Jornal GGN – Apenas dois dias após aprovar o uso emergencial da vacina chinesa Coronavac, a Indonésia começou nesta quarta (13) uma das maiores campanhas de vacinação em massa do mundo, com o objetivo de chegar a dois terços de sua população de 270 milhões de pessoas, para atingir a imunidade de rebanho e interromper as cadeias de transmissão do novo coronavírus.
Os profissionais de saúde, os funcionários públicos e a população ativa são os grupos prioritários na campanha de imunização. Os idosos ficarão para depois, informou a Reuters.
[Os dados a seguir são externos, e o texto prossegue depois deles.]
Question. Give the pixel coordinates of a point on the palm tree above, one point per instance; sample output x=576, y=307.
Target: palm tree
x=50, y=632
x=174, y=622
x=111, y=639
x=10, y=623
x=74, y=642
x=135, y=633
O presidente Joko Widodo foi o primeiro cidadão a receber, diante da imprensa, a primeira dose de Coronavac, desenvolvida pela chinesa Sinovac Biotech. A Indonésia adquiriu 122,5 milhões de doses do imunizante, além de mais 330 milhões de doses das vacinas da Astrazeneca e da Pfizer.
O ministro da Saúde da Indonésia, Budi Gunadi Sadikin, disse que cerca de 1,5 milhão de profissionais da área da saúde serão vacinados até fevereiro de 2021, seguidos por funcionários públicos e a população em geral ao longo de 15 meses. O custo da campanha para chegar aos dois terços da população gira em torno de 5 bilhões de dólares.
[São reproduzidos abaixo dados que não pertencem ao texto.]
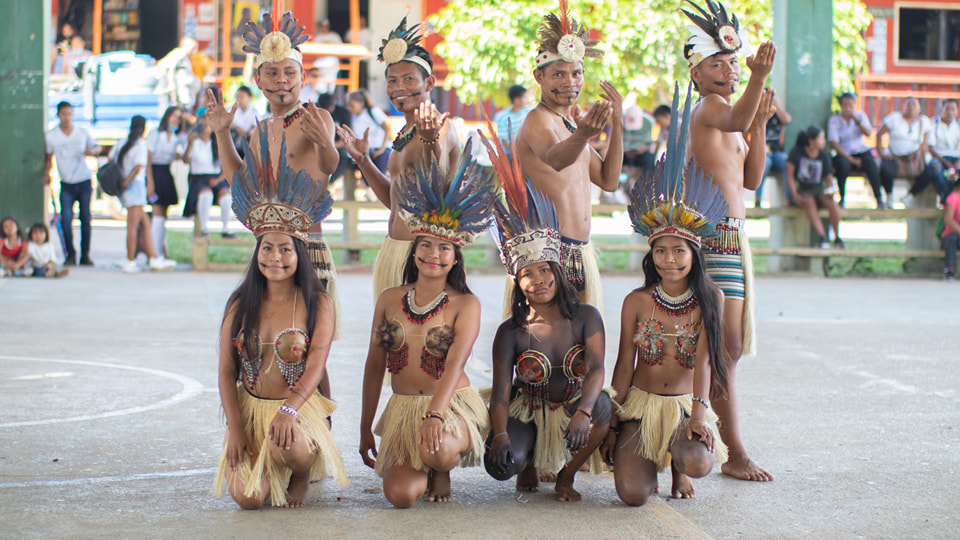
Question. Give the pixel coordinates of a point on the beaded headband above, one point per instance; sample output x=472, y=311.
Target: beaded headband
x=713, y=33
x=671, y=200
x=276, y=39
x=527, y=227
x=402, y=45
x=277, y=201
x=563, y=38
x=456, y=208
Ao contrário de muitos países, disse a Reuters, a Indonésia pretende vacinar primeiro a sua população ativa, em vez dos idosos, “em parte porque não possui dados suficientes de ensaios clínicos sobre a eficácia do CoronaVac em idosos.”
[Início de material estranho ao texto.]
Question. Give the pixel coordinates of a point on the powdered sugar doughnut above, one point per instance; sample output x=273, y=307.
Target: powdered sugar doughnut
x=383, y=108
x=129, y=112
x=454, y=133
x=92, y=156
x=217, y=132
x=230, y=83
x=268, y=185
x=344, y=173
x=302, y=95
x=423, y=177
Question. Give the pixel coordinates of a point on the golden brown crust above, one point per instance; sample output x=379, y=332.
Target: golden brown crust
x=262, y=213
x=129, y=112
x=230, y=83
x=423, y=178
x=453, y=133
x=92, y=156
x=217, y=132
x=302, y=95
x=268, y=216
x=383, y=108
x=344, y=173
A Indonésia informou que, em seus testes clínicos, a Coronavac mostrou uma taxa de eficácia de 65,3%, mas pesquisadores brasileiros do Instituto Butantan disseram na terça (12) que a vacina tem uma taxa global de eficácia de 50,4% – dentro do patamar considerado aceitável pela Organização Mundial da Saúde. Na Turquia, a CoronaVac mostrou uma eficácia de 91,25% com base na análise provisória.
A Indonésia registra quase 25 mil mortes por Covid-19 e mais de 858 mil casos confirmados.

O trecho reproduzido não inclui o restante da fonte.